One House, Five Families, Two Hundred Years of American History
by Kerrie Bates
The Ipswich Actors Company performed J.T. Turners award winning play, “Within These Walls” at the Smithsonian National Museum of American History in Washington D.C. in 2013, celebrating the 50th Anniversary of the events that saved the house and took it to the Smithsonian. Within These Walls & The Virtual Museums were made possible through a series of grants from the Institution For Savings, our sole corporate sponsor, who, every day, remains true to their vision to positively affect the lives of every person, business, and organization within the communities they serve. A document sent to curators at the Smithsonian that details the inception of our project and eventually led to the invitation to perform our play in front of the actual House! 16 Elm Street, Within These Walls One House, Five Families, Two Hundred Years of American History.

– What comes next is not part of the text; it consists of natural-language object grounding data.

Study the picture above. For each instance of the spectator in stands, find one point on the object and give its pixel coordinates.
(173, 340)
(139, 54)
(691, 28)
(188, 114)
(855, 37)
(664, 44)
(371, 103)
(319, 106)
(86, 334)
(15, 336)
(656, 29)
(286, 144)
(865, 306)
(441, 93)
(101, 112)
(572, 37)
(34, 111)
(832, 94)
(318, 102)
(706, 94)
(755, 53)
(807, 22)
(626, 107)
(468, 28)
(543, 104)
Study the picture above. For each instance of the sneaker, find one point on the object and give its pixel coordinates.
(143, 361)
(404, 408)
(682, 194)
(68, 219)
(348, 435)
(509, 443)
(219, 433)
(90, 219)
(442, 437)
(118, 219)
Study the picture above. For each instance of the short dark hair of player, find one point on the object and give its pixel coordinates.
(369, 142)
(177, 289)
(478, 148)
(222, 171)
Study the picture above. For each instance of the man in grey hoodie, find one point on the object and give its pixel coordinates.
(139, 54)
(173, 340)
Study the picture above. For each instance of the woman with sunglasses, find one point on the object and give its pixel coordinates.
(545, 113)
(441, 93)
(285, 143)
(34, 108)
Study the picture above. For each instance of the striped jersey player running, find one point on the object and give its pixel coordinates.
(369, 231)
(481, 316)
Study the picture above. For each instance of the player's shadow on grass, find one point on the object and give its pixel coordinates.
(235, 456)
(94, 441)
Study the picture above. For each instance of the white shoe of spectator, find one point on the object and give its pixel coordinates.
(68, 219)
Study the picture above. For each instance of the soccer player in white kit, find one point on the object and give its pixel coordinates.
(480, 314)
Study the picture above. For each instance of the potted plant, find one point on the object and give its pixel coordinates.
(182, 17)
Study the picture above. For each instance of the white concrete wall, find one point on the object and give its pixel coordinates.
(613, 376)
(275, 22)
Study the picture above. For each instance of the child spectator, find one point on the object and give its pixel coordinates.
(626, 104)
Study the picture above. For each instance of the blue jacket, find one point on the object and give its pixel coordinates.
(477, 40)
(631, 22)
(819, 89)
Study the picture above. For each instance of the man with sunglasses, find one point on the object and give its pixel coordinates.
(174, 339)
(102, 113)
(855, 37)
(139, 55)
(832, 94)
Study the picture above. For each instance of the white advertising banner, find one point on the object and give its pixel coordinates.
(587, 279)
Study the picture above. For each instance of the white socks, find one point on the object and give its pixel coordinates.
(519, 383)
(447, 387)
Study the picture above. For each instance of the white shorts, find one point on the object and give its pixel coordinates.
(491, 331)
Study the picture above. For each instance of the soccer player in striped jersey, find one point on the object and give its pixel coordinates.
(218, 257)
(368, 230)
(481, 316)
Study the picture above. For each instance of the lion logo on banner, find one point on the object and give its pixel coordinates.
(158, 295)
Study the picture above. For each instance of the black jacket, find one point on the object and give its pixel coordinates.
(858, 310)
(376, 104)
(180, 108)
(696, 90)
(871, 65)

The people of Ipswich fell in love with the production, and building of the set was, in truth, a bit of a reunion. We had eight fine carpenters show up who had worked together last summer on a project on our village green called The 1634 House. It was a timber frame hewed from logs and built according to the tools and traditions of the time. My husband, sons and I learned a lot about broad axes and community spirit that summer. A couple of the good woman dug mud and clay from the bottom of the Ipswich River, at low tide, to construct a beehive oven and pizza’s on Fridays became a celebrated tradition, musicians came to play and the hewers hued… but I digress here….
The strapping frame for 16 Elm Street was completed in two days under the spirited leadership of Jay Esty, and we all had fun. Meanwhile back at the Ipswich Town Hall Gym what seamed like miles and miles of canvass was soaking up gallons and gallons of primer. Pattern pieces were cut and the sewing began…. Next came the muralists. Julia Purinton of Mudusa Studios provided vision and drive for the team of artists. With the canvas panels tacked up to the side of her funky red barn, Julia organized a tribe of tromp l’oeil painters with a wide range of experience; from none at all, and I refer to myself here, to accomplished artists. The camaraderie was contagious.
Across town, J.T. Turner was up to his elbows in research materials. Inspired by your interactive Within These Walls web site, J.T. wrote an original play, celebrating the five families, who lived in the one house, over the 200 years that it stood at 16 Elm Street. Actors were cast, rehearsals attended. Through it all, operating behind the scenes, there was Daniel Bates, my husband, of The Bates Design Collaborative; working on plans, posters and promotions for our production. Robert Weatherall, grandson of Helen Lunt, one of the two whose foresight and for history, preserved the little clabbered house in the first place, was in charge of putting up the prefabricated structure. The DPW boys in bucked trucks showed up like a modern day cavalry to raise the roof.
The weather was wild. We had rain and wind, but the little canvas house gallantly stood the ground that she had lost in 1963. Once up, the effect was magical. In the morning residents drove past the empty Ipswich Police Parking lot, but by the time they came home, there almost in full scale was the complete house with pumpkins and mums at the front door. I thought we were going to cause a traffic accident. I smile now as I write…I met so many people… they came by to tell their stories, ask questions… Richard Lynch who had grown up in the house, stayed for a long time…poetically, he took a bow after the world premier of JT’s play.
Just next door to the lot that was once 16 Elm Street, is the Ipswich Museum, formally known as the Ipswich Historical Society. They were instrumental five years ago, working with your researchers in developing Within These Walls at the Smithsonian Museum of American History. Together, we are collaborating on 16 Elm to extend the outreach and educational opportunities that the enthusiasm for this instillation has generated.